Another example of just that phenomenon may be found in
today's San Antonio Express News. Taking their lead from the Republic of Texas nutballs who ran a loan scam based on phony liens filed with the Texas Secretary of State, apparently all over the country prisoners and others are filing retaliatory phony liens against public officials. Liens are legal notices filed with the state so creditors will be aware of a person's existing debt. While they are not legally valid when no legitimate debt exists, in theory others might deny services until it was resolved.

Governor Perry has had more than 200 phony liens filed against him by people fraudulently claiming he owes them money, the paper reported. This practice
popularized in Texas and elsewhere among militia groups has recently proliferated beyond nutball politics and cropped up nationwide as a means to harass public officials.
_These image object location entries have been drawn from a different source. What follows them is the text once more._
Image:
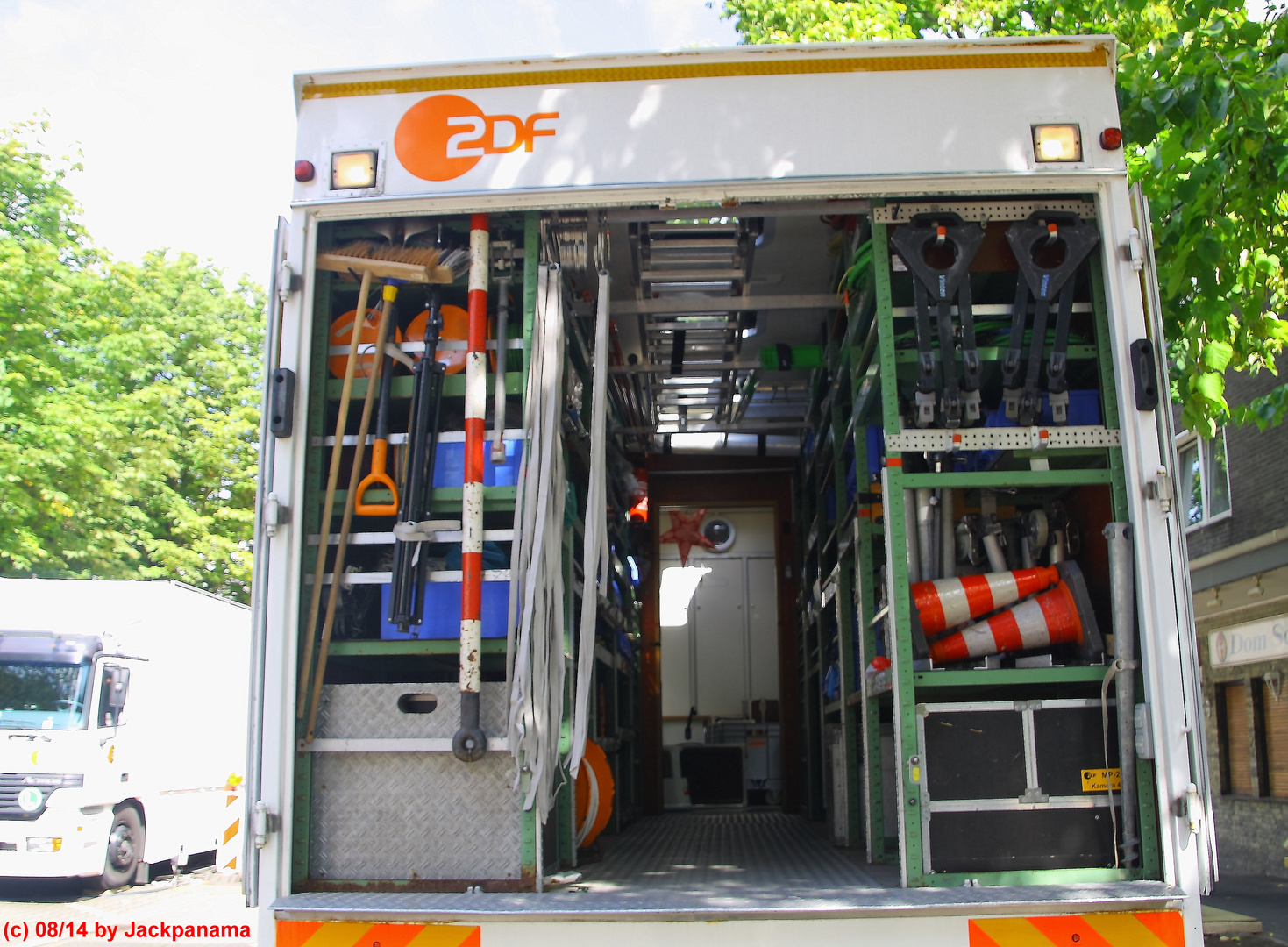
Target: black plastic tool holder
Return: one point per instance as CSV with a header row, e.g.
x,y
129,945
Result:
x,y
912,241
1027,238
So why is this a problem now? Because in 2001 the entire nation shifted to an electronic lien filing system that did not institute adequate safeguards. Reports the Express-News' Lisa Sandberg:

While the penalties for filing a false notice have stiffened in recent years — a repeat offender can be charged with a second-degree felony — the filing process has been simplified, making fraudulent filings easier than ever.

Under a revised code adopted by all 50 states in 2001, lien notices no longer are required to contain a debtor's signature — a change made to accommodate the surge in electronic filings. Online filers now pay $5 per notice, not the $35 required for paper submissions.

Only space determines the number of names that can be squeezed onto a page or into a file, said Randy Moes, who heads the Texas Secretary of State's UCC section.

So, in order to facilitate e-filing, the law was changed to allow creditors to file public notice of caimed debt WITHOUT THE DEBTOR'S SIGNATURE. Unbelievable, but true. The rush to shift to an electronic system insensibly caused all 50 states to agree to delete the primary accountability mechanism to ensure the integrity of the lien process - the consent of the debtor. Hard to believe nobody thought of that, but here we are.

Texas prisoners don't have access to the Internet, so if the Secretary of State says online filing is responsible for the increase in phony liens filed, all that's occurring in the free world. The article's focus on "cons," in that regard, seemed incongruous. Still, the deletion of the requirement of a debtor's signature apparently applies to paper liens, too, so prisoners can file them for $35 like the example in the story, instead of $5 for electronic ones. Thus the problem multiplies even with old-style paper liens.

Somebody - strike that, a LOT of bodies - must have been asleep at the switch when that piece of junk passed.

I'm sure all the new electronic gadgetry sounds wonderful when the vendor pitches it behind closed doors in the conference room, but we've got to start looking before we leap, people.